Rabu, 08 April 2009

Tak Bisa.

Aku tiba-tiba merasa iri dengan si Dadang. Baru beberapa detik berlalu saat kuakhiri pembicaraan telepon dengannya. Pagi ini nun jauh di seberang sana ia masih masuk kantor. Tapi tak akan lama. sekarang masih jam 08.15.Empat puluh lima menit kedepan, dia mungkin sudah di Sepinggan Airport.

Ya hari pagi ini dia akan pulang. Seperti tak ada yang bisa menahannya untuk pergi. Tanpa sepengetahuan boss di kantor, ia telah memesan tiket 3 hari sebelumnya. Dan itu berarti dia akan pulang tanpa mengantongi izin boss.

Tadi nada suaranya begitu riang di telepon. Membayangkan pulang, mengudara dan mendarat di bandara Sultan Hasanuddin yang baru. Di dadanya membuncah kangen untuk ayah, ibu, kakak, dan family yang lain. Juga buat teman-teman yang beberapa lama hanya dapat ditemui lewat layar computer, atau bicara lewat handphone.

Hari ini Kamis 9 April 2009. Sejak kemarin siang ia telah bertemu dengan orang-orang yang dicintainya. Lewat handphone ia mengatakan telah membuat beberapa rencana untuk menghabiskan hari hingga akhir pekan nanti. Kemana ia akan pergi, dengan siapa dan bertemu siapa. Alangkah riangnya ia diseberang sana.

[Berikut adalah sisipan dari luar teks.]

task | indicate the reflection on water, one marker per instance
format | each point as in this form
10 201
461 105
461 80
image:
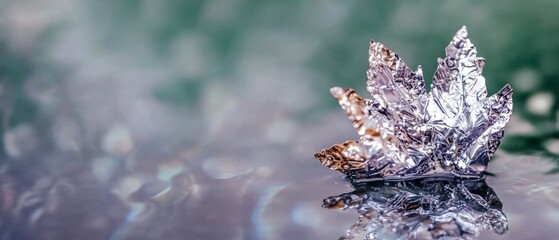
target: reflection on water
422 209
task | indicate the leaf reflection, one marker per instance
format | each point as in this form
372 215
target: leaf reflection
422 209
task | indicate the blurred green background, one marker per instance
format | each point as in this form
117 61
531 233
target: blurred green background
254 50
128 91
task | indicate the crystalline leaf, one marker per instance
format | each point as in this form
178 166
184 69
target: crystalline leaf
406 132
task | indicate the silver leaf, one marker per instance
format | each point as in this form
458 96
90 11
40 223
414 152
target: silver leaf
406 132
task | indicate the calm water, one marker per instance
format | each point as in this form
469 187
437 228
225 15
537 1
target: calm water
199 119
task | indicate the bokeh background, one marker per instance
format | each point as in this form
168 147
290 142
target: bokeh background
137 119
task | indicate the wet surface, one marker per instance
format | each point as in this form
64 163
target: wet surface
199 120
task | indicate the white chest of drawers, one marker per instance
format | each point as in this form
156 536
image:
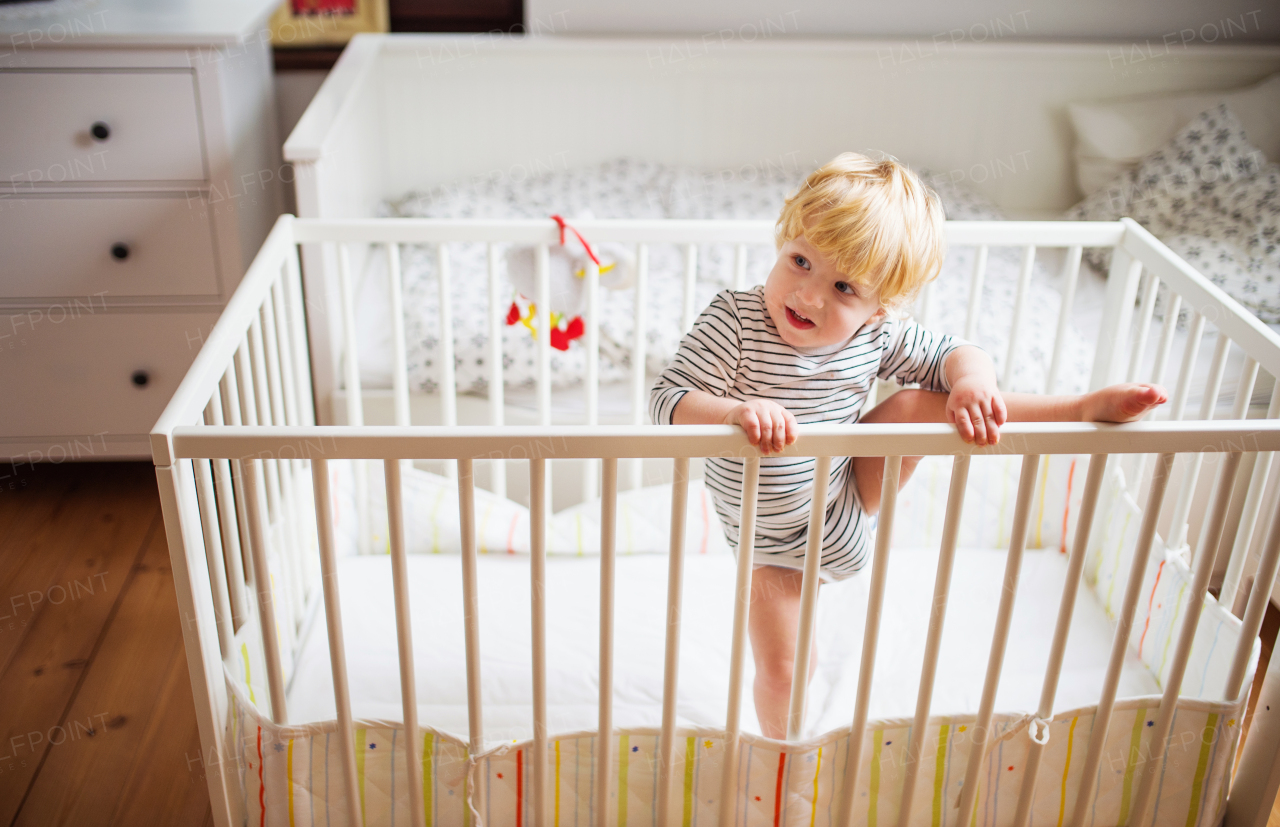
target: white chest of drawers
138 174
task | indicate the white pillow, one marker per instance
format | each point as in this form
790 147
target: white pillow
1111 137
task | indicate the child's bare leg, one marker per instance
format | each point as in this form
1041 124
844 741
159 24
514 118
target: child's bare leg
1114 403
773 621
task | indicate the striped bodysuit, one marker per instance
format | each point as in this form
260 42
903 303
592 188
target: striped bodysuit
734 350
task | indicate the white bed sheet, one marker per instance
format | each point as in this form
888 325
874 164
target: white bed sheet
572 622
629 188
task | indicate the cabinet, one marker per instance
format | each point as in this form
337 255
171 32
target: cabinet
138 174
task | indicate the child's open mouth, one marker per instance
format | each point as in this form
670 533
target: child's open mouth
798 320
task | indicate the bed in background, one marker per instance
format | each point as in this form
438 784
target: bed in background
398 114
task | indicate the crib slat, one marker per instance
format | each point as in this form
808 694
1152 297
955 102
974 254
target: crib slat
1210 538
1070 278
337 647
1183 506
593 370
1260 597
1184 377
1061 629
1120 642
400 357
228 519
1166 336
498 467
544 339
261 394
256 506
1244 387
470 602
538 603
355 394
272 352
291 469
289 552
284 347
639 392
871 636
808 597
298 337
675 585
688 310
1144 314
1248 513
351 360
1024 281
979 273
544 352
608 522
448 382
933 642
1000 639
1174 304
233 407
737 648
270 471
403 634
214 554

Seakan tak peduli dengan limit kartu handphone-ku yang hampir usai, ia terus bicara. Meluapkan gembira, melupakan sejenak pekerjaan yang ditinggalkan, tak peduli boss tahu dia pulang atau tidak. Juga tentu tak terlalu risau dengan permintaan traktiran teman-teman yang ditemuinya. Dalam hati yang lirih terucap, selamat bersenang-senang kawan! Mumpung masih ada waktu…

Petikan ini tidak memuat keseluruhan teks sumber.